Negli ultimi anni, come si è detto, altri ambiti altrettanto importanti della dimensione umana sono stati attaccati dalla corrosione degli agenti chimici del tempo. L’aspetto religioso, per esempio, subisce sistematicamente una deformazione liturgica; a questo procedimento d’ impoverimento si sta rispondendo con fermezza nel consolidamento di una posizione che, pur non deflettendo dai principi, tende a mantenersi entro il perimetro della storia.
Per analogia una lingua e soprattutto una lingua cosiddetta”minoritaria deve, in concorso con le altre realtà linguistiche, mantenere un piede dentro la storia. L’opzione linguistica viene determinata dall’epicentro della società che è la famiglia, mentre il suo completamento e supporto è naturalmente la scuola, dove l’organizzazione associativa può determinare un’influenza indispensabile.
In Francia assistiamo da parte di talune associazioni culturali e linguistiche minoritarie ad un fenomeno singolare, ma che assolutamente non può passare inosservato. Da tempo si grida all’imperialismo linguistico americano e si agisce sulla salvaguardia binaria della lingua per esempio: «francese-provenzale». Come si legge questa tendenza? Proviamo a fare un’ipotesi: « Assunto che il pericolo deriva dall’inglese, si risponde non solo con la salvaguardia della lingua regionale (e fin qui tutto bene), ma si vincola questo salvataggio alla difesa linguistica del francese».
Questo è il caso dove l’ispirazione associativa influenza negativamente i passaggi precedenti: poiché se la famiglia e la scuola agiscono in sintonia a salvaguardia del patrimonio, questo viene per osmosi assorbito dal soggetto linguistico maggioritario.
Di più: mentre si grida al lupo americano, esistono altre lingue già maggioritarie nel pianeta che hanno una formidabile e globalizzante cinghia di trasmissione economica e, senza andare ovviamente al cinese, è prevedibile dalla lingua spagnola un consolidamento maggioritario proprio negli Stati Uniti d’America.
Non si è mai visto una minoranza linguistica agire a favore della maggioranza giocando d’azzardo con il suo destino.
L’esempio della Francia non può essere generalizzato, ma è il paradigma di un complesso d’inferiorità che non vorremmo importare ed è il risultato di una valutazione errata.
Il patrimonio linguistico è il patrimonio del territorio e non è materia negoziabile.
Possiamo decidere di pianificare tutto scegliendo la lingua di relazione o la lingua come veicolo europeo o mondiale, ma ci assumeremo la responsabilità di esserci impoveriti.
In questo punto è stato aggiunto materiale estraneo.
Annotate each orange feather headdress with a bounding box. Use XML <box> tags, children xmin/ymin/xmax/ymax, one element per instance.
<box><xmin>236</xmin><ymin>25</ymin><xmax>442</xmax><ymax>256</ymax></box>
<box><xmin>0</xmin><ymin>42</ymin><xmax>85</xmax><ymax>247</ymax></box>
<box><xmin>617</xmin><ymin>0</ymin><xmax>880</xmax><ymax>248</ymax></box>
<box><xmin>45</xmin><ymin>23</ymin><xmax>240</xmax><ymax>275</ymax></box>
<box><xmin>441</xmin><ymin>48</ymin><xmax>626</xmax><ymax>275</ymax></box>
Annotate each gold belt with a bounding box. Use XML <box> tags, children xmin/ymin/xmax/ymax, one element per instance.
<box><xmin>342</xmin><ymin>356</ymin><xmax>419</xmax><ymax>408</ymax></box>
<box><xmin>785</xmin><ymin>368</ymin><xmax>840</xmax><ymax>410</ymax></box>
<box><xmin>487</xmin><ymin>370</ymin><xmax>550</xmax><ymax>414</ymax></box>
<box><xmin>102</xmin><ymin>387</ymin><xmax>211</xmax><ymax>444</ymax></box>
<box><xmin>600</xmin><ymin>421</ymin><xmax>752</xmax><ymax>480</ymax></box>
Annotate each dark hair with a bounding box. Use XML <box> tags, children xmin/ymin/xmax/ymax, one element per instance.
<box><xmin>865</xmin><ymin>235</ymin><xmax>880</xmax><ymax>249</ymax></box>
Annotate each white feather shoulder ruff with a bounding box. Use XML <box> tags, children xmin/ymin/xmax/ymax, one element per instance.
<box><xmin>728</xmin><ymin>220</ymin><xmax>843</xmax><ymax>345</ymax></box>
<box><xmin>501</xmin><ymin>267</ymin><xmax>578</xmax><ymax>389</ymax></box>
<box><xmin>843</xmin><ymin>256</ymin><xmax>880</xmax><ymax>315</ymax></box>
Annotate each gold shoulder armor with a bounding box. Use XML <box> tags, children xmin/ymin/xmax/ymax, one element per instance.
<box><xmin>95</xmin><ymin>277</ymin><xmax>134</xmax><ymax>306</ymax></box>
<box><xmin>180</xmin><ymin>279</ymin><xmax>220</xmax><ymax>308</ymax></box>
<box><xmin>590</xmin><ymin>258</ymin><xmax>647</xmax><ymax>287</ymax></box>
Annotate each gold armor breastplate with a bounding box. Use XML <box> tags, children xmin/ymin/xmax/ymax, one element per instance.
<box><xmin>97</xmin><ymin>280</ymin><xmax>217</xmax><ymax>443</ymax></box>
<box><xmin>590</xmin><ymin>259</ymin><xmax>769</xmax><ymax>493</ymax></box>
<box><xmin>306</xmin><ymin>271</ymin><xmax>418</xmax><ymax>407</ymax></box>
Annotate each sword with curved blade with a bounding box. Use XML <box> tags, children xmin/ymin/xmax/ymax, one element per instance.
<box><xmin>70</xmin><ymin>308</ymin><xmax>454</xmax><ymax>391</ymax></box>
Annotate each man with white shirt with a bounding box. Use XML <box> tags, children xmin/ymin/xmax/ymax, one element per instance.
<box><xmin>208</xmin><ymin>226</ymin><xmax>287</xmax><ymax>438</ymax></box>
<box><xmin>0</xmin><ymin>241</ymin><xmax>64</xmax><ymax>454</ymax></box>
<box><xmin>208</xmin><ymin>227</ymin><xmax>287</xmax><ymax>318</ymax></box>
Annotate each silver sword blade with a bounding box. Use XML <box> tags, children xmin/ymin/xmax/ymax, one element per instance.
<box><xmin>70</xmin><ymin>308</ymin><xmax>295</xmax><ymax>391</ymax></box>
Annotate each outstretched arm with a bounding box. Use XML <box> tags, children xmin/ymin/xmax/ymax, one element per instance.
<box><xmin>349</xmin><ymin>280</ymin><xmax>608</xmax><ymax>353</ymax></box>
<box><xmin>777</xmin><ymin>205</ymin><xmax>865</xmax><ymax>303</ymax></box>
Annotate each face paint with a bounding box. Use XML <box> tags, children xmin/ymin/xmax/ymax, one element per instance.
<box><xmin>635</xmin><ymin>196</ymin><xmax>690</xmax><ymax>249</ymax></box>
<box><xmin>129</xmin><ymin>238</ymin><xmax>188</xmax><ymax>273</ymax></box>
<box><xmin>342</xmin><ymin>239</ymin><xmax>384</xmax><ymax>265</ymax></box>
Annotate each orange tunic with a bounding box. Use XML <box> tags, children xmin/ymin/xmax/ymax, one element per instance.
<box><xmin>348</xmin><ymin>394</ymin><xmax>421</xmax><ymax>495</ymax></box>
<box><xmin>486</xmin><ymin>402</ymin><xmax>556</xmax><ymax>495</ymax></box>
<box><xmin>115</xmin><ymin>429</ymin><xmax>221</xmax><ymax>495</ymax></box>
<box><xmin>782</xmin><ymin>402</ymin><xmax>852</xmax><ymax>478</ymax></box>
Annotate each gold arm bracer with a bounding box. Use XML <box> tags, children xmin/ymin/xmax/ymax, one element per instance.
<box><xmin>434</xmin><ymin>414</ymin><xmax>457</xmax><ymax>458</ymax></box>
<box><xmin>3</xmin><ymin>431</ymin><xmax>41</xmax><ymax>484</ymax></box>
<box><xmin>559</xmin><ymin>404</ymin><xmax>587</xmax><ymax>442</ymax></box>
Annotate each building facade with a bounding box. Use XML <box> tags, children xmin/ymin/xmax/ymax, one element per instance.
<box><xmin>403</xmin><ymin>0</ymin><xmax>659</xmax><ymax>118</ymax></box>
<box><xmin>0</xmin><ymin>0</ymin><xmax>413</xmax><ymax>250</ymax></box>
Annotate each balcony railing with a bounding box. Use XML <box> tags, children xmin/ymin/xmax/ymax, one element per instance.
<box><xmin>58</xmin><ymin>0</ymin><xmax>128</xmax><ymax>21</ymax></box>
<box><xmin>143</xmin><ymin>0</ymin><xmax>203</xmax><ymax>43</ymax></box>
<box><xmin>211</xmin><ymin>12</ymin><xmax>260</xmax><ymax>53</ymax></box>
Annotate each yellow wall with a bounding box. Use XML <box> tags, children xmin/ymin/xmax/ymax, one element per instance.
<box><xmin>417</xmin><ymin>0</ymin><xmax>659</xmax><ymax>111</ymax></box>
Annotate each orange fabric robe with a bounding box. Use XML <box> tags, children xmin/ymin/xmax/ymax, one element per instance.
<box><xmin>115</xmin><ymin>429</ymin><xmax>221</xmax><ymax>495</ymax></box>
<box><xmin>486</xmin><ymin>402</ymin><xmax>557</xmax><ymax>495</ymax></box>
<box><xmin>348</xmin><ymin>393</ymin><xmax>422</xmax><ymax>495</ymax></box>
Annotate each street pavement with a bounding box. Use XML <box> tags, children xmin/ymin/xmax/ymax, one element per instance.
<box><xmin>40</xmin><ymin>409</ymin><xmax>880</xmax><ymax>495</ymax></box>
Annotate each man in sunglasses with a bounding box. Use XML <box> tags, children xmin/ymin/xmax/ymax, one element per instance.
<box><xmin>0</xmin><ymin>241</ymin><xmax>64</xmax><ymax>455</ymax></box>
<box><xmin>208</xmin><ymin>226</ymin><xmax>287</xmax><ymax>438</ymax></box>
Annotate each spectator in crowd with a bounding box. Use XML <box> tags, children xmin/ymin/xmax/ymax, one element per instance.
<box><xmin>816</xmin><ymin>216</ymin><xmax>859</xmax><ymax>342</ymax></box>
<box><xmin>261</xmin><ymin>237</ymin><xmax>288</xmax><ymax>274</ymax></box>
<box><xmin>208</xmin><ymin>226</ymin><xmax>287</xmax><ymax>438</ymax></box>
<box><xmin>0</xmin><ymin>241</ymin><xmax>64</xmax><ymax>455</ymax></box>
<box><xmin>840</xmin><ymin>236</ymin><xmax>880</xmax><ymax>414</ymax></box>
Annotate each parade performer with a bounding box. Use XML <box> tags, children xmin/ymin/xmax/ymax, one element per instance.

Se vogliamo modellare il nostro linguaggio, il nostro pensiero, la nostra spiritualità all’orientamento delle società moderne siamo liberi di farlo, ma a quale prezzo?
Il nostro patrimonio linguistico ha già pagato un prezzo salato, poiché la sua museificazione ha copiosamente appagato gli esegeti della “retorica del lamento”.
La lingua piemontese ovviamente paga la contingenza dei fattori sopraesposti ogni giorno ad un caro prezzo, poiché non la s’interpreta come fattore di ricchezza complementare ad un Piemonte che dovrebbe uscire dal cono d’ombra. Anche il mancato riconoscimento della sua lingua è stato il travisamento del pensiero di tutto il territorio e su questo tutti sono chiamati a porre rimedio.